Just forget about getting a second phone line. The phone costs you $20 a month and then you have to pay another $25 a month for AOL or MSN or whatever. For this same $45 a month you can get a cable modem or DSL (in developed areas) and get far better, always-on service with no disconnects, no waiting to log on and no waiting for things to download. Unfortunately telephone dial-up is the way most people connect to the Internet and I have designed my site to work well through it. Just forget the second phone line.

Cable or DSL?

These two kinds of service compete directly against each other. They are pretty much the same and cost the same. Either is far better than a second phone line.

I asked myself this twice.
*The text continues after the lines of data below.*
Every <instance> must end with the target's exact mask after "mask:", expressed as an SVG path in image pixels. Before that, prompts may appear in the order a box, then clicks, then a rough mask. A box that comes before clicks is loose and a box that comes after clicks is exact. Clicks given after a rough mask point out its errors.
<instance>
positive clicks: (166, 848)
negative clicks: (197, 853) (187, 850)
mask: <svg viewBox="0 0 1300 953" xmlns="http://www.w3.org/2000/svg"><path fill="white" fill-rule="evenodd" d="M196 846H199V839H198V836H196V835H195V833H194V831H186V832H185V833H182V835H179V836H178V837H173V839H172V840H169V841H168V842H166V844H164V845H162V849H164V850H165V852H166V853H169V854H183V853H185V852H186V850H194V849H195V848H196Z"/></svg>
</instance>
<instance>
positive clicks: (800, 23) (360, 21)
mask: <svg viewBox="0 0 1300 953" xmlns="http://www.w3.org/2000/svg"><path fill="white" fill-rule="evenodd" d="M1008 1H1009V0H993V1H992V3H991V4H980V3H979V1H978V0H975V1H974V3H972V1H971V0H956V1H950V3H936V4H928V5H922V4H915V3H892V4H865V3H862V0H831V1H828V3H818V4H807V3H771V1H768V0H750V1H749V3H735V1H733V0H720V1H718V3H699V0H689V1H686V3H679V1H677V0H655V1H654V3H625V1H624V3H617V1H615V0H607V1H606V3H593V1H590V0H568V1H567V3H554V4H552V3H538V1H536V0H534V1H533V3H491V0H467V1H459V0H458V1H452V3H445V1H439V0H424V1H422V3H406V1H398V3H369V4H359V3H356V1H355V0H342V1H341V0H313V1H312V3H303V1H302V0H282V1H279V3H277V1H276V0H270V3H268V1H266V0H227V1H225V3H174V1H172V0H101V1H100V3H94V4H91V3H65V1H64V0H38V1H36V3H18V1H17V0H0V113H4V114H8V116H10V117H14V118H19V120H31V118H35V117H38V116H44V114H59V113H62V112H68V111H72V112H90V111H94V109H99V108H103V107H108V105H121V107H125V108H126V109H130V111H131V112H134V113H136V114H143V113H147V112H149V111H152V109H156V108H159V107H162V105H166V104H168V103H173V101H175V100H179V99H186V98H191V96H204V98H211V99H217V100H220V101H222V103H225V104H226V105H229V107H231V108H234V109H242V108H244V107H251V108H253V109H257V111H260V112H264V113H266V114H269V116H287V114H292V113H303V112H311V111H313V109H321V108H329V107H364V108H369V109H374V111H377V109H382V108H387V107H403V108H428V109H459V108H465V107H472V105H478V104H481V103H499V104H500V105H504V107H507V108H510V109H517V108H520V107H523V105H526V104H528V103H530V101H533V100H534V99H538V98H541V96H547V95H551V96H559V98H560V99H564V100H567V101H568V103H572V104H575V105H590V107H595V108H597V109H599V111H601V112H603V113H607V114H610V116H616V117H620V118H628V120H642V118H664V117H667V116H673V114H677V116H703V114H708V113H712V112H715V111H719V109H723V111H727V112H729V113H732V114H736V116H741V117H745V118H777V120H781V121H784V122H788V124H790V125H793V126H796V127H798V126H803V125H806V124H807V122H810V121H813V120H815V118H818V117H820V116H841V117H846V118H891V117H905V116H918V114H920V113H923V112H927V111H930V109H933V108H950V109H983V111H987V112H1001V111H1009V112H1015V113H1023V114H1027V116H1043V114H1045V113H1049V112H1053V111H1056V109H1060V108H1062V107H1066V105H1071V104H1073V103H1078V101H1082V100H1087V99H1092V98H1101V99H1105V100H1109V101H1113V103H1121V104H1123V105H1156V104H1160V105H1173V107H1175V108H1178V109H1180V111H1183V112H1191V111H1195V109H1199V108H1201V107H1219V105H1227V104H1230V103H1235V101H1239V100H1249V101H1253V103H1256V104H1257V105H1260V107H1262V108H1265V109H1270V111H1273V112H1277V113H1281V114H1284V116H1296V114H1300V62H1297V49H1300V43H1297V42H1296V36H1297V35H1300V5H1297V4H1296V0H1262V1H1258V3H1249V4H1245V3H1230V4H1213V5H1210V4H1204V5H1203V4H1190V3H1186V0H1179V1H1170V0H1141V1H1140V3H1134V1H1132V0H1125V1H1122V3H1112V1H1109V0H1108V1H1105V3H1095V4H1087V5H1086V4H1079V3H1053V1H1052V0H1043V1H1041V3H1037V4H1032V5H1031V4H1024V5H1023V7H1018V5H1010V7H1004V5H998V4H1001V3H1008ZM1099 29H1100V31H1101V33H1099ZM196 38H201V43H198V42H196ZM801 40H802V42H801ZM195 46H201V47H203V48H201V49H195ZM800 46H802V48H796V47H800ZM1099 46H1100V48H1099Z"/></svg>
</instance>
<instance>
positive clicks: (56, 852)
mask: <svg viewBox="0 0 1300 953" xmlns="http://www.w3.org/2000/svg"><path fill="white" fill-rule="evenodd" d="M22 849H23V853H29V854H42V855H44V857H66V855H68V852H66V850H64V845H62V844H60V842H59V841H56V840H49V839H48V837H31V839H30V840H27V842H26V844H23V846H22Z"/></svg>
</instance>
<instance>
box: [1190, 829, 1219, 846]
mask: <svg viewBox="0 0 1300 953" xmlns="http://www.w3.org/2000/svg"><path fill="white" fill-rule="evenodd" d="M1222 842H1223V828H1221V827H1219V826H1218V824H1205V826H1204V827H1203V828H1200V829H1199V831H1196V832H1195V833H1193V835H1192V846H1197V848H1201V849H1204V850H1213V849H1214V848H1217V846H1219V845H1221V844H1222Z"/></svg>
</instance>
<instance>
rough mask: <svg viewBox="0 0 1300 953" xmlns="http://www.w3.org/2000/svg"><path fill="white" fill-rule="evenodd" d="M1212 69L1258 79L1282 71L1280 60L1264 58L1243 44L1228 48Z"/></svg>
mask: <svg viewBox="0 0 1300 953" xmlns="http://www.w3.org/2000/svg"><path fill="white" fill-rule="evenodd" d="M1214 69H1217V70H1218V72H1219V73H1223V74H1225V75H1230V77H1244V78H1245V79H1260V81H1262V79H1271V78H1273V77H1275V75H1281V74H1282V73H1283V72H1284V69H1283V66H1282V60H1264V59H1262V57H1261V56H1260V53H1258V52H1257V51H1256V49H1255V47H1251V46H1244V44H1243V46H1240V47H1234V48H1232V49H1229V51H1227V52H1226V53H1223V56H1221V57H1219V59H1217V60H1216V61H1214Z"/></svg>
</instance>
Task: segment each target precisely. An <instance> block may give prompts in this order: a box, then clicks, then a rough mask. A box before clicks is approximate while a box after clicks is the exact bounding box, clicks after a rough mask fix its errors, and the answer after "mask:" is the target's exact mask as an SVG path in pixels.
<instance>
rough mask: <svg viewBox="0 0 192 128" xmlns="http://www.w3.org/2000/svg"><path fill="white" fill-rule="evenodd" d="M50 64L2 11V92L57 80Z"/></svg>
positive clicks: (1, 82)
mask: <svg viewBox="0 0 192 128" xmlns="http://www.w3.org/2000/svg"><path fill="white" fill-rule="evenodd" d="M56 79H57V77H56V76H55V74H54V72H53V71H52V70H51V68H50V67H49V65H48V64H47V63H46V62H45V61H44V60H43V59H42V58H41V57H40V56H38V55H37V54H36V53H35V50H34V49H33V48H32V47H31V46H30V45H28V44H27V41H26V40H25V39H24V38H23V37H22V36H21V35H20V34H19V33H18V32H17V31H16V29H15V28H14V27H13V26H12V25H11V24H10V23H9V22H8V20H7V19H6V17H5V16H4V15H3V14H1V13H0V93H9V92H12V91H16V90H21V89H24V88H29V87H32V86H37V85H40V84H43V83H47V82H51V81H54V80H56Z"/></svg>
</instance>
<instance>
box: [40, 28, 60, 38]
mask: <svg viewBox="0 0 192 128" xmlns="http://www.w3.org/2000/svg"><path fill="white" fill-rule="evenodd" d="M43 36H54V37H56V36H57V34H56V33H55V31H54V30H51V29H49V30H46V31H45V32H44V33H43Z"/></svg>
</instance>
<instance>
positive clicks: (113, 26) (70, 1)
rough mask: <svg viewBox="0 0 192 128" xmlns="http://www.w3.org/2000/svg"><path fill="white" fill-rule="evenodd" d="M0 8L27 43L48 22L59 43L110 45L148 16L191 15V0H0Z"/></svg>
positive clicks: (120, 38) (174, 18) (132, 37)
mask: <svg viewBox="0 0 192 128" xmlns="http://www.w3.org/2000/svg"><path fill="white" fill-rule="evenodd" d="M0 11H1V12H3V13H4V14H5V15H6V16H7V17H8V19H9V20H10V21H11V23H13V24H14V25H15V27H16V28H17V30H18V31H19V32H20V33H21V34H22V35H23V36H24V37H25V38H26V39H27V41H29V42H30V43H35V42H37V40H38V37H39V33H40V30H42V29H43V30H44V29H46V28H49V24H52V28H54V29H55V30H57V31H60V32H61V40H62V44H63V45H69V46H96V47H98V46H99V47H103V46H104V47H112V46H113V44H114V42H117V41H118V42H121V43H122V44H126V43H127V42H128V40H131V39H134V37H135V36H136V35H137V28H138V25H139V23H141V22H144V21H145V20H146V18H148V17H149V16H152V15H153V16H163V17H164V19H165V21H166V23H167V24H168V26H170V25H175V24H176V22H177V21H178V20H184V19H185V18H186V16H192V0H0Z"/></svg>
Here in La Jolla, California I can get any Internet connection I want.

I had commercial DSL (384/384kb) for a year or two and they went out of business. I chose that because I guessed that the telco would be more reliable than the cable company and I thought the speeds were the same.

Then I got Road Runner Cable in September 2001.

I prefer the cable modem. Why?

1.) It's faster. All I got on DSL was the 384kb/s for which I paid $120 a month. I get 1.5 Mb/s from cable that costs $45 a month, and that's even with a neighbor who hosts an illegal porno movie website out of his house through his cable modem! The upload speed of the cable modem is only about a couple of hundred kb, a little slower than the expensive commercial DSL. Unless you are hosting a web site out of your house, upload speed isn't too important. (This site is hosted by a professional hosting company, not on my home Mac!)

2.) It's easier. The DSL people want a year's contract and make you wait 4 weeks to install it. The cable people know their service is great so they don't need to get you to commit for a year sight unseen, and they'll probably have you up in less than a week from when you first call them. The cable folks usually let you cancel it if you're unsatisfied within 30 days, quite the opposite of DSL.

3.) Taxes. Oddly, you pay federal taxes on DSL, since it's considered a telecom service from the phone company. You pay no taxes with cable since it considered an internet service which is exempt from federal taxes. Weird, and subject to change and will vary from state to state.

4.) Service. My cable modem just works, and if it didn't the cable company, the only company involved, would fix it. With DSL you may have several different organizations involved who will blame each other for any problem and leave you holding the bag. In June 2004 a friend is having a problem with her DSL, and the DSL company, Covad, came by and then blamed the problem on Pacific Bell. Covad left and is hoping PacBell will come by in a day or two and fix it. All this time my friend is out of luck and can't make either side fix her connection.